Georgia’s election boss wants to increase support for Republicans

ATLANTA – Brad Raffensperger says the Georgia and US constitutions should be amended to ban non-US citizens from voting. He oversaw a citizenship check of the state’s voter rolls and has announced plans to further integrate citizenship checks into the voter registration process.

Georgia’s Secretary of State readily concedes that non-citizen voting is not a problem. State laws already prohibit non-US citizens from voting. And while his audit identified more than 1,600 potential non-citizens who tried to register over the past 25 years, none were successful.

But Raffensperger, Georgia’s chief elections chief, is nonetheless making the issue a centerpiece of his efforts to win over die-hard conservatives ahead of what could be a difficult bid for the GOP nomination for another four-year term later this month. He’s one of Donald Trump’s key targets this year after he refused to bow to pressure from the former president to topple Joe Biden’s victory in Georgia.


His insistence on recognizing the results of a free and fair 2020 election made Raffensperger an unlikely national figure at a time when fundamental democratic principles were being tested in the U.S. His office has taken those marked by the test to the next Investigation referred to law enforcement and election officials.

“I want to make sure we’re obeying the law, that we’re following the Constitution, and I want to make sure only Americans get to vote in our elections,” he said. “I think that’s really important.”

Others, on the other hand, say Raffensperger was motivated by political calculations.

“This is a pretty safe red meat thing to throw at the base that he hopes will satisfy,” said Andra Gillespie, a professor of political science at Emory University, of Raffensperger’s focus on the election by non-citizens. “He doesn’t do it because there is a problem that needs to be solved. He’s doing this because he wants to try and buff his conservative bonafide with the base of voters who will determine whether or not he keeps his job.”

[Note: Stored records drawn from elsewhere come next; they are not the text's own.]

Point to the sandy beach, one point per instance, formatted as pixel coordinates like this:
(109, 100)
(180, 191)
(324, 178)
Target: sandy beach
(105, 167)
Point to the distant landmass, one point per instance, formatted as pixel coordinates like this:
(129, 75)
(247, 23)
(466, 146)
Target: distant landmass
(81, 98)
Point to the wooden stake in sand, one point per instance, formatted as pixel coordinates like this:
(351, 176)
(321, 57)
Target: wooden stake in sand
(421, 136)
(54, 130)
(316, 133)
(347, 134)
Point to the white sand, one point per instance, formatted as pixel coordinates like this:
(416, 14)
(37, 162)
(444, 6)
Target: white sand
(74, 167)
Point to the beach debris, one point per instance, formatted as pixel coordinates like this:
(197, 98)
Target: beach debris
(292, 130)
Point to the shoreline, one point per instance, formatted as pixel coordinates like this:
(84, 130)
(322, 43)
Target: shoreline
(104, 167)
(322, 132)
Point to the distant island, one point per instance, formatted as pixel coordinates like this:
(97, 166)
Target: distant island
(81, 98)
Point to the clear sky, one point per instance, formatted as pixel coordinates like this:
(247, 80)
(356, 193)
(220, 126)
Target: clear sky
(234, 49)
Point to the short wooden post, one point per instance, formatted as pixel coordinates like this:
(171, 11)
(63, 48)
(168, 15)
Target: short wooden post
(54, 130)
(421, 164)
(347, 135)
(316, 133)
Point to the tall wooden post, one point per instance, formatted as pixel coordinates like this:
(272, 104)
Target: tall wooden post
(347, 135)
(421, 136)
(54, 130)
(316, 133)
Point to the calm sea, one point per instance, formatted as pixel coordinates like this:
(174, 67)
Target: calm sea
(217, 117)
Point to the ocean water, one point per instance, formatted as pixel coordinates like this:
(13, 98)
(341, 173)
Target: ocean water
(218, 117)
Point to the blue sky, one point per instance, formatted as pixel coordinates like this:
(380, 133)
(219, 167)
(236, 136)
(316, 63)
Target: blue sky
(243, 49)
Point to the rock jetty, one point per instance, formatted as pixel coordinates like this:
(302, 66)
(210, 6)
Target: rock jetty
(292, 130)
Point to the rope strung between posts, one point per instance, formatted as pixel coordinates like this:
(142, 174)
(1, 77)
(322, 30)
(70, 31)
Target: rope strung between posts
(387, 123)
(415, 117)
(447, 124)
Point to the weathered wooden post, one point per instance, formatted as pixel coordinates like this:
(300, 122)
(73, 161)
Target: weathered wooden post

Selection procedures for state secretaries usually receive little attention. But Trump’s election lies have dramatically increased the focus on such races. During his final days in office, Trump urged Raffensperger to “find” enough votes to overturn Biden’s victory, a conversation now under investigation by the Atlanta grand jury.

The results in Georgia were confirmed after a trio of recounts, including one that was conducted partially by hand. They all confirmed Biden’s victory.

Federal and state election officials, as well as Trump’s own attorney general, said the election was fair and the former president’s allegations were also flatly dismissed by courts, including Trump-appointed judges.

Still, Trump has taken the unusual step of issuing endorsements in Secretary of State campaigns across the US, including Georgia. He has backed a rival of Raffensperger, US Rep. Jody Hice, who has objected to the counting of Georgia’s electoral vote for Biden.


In the last few weeks leading up to the May 24 Georgia primary, Raffensperger and Hice are tied, according to an Atlanta Journal poll last month. About 40% of likely Republican voters were undecided in the race.

At a recent debate, Raffensperger’s three Republican challengers — Hice, former Alpharetta Mayor David Belle Isle, and former probate and district magistrate Judge TJ Hudson — accused him of causing Georgians to lose confidence in the election . They criticized his coronavirus-related decisions to mail ballot-by-mail applications to all active voters ahead of the 2020 primary and allow the use of mail-in ballot boxes.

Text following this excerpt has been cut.